The ever-radiant Jennifer Saxman and her adorable daughter.

It’s Jennifer Saxman’s fault.

23 years of an on-again-off-again journalism career started because a young woman who I really didn’t know all that well went out of her way to be nice to me.

A long list of editors I have chafed over the years will surely be happy to finally have a name to hang their pain on.

But I’m serious. Without Ms. Saxman, who celebrates her birthday today, I probably wouldn’t be where I am now, uncovering the hidden stories of Coupeville sports and flipping the bird to the robber barons up in Moosejaw who now own all the local newspapers.

When my dad decided to suddenly move us from Tumwater to Whidbey Island in the middle of 12th grade, thus opening up the rare chance to serve out an extra semester of high school against my will, I was ticked off.

When I signed up for the six classes I would have to endure as a fifth-year senior, with my graduation now bumped to January of 1990 instead of June of ’89, I ended up with a motley mix that included two teachers that no rational student wanted (I later learned), a class on how to start a small business (that I skipped on a regular basis) and, despite the protests of a counselor, journalism.

Using the three published stories I had from my time at THS (a graphic story on child sexual abuse, an editorial calling for Ted Bundy to be fried and a third piece lost to the mists of time), I fast-talked my way past the journalism teacher (current News-Times Sports Editor Jim Waller), and then ran into Saxman.

A radiant, confident young woman with a mane of curls, Jennifer was one of those rare examples of a person who you know is going places even at a young age. While the rest of us flopped around, she moved with a genuine grace.

As the Sports Editor of the Oak Harbor High School newspaper, The Breeze, she didn’t have to let me have a single story.

She didn’t know me, I had no actual sports clips and when everyone else volunteered to write one story, I rashly insisted I could write the whole sports section and maybe she should let me write a column while we were at it.
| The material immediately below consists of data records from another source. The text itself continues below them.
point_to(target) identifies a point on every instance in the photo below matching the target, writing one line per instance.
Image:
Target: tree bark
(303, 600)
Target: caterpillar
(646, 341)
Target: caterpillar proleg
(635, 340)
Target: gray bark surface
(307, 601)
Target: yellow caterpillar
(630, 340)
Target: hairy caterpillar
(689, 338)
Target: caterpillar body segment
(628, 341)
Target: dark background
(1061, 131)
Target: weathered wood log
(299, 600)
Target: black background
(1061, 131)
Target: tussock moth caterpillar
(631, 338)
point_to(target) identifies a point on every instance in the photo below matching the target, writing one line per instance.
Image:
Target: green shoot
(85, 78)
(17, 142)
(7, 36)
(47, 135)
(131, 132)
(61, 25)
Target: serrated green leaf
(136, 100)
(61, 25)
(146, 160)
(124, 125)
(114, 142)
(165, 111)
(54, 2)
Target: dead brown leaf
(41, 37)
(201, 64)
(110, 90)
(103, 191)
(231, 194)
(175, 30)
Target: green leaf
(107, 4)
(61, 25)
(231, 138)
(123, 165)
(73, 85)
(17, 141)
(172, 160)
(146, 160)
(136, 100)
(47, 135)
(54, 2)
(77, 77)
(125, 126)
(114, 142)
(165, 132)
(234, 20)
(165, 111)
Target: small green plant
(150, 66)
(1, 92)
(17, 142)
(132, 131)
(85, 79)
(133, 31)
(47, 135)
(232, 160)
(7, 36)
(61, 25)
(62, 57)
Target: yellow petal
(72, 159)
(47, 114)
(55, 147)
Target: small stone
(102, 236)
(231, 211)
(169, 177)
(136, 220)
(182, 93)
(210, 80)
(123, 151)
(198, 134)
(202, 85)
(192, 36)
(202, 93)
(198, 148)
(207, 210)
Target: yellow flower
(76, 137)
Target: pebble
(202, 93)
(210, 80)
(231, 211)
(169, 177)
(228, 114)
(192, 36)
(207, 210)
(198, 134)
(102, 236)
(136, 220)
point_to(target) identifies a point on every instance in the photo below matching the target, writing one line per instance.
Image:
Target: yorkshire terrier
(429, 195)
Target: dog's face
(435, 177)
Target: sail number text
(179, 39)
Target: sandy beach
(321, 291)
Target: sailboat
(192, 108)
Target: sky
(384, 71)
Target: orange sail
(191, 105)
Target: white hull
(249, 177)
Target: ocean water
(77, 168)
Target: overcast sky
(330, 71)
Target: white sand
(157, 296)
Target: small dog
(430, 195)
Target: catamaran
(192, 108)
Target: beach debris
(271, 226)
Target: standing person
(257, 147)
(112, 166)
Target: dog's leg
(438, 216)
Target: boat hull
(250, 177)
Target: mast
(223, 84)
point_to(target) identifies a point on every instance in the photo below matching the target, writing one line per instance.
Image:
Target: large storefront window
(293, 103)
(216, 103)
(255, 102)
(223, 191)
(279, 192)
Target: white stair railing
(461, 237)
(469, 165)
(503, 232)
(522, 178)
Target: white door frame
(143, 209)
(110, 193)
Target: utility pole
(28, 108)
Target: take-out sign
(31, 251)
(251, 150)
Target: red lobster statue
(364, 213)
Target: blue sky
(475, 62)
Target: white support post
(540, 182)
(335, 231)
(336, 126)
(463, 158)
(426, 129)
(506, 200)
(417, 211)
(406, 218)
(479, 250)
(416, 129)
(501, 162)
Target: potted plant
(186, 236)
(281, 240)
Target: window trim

And to my great surprise, she let me. And she didn’t take the column away even when I started getting angry “fan letters” the very next week.

For whatever reason, the brilliant young woman who would go on to be a successful psychologist and mom to a really cute little girl, let me babble away.

Thousands of stories, hundreds of “fan letters” and a lot of burnt bridges later, I’m still at it. The venue changes, but the writing has never stopped.

But it likely would never have started without Jennifer Saxman.

So today, on her birthday, I offer a public thank you to a woman who, with one gesture, gave me a new direction in life.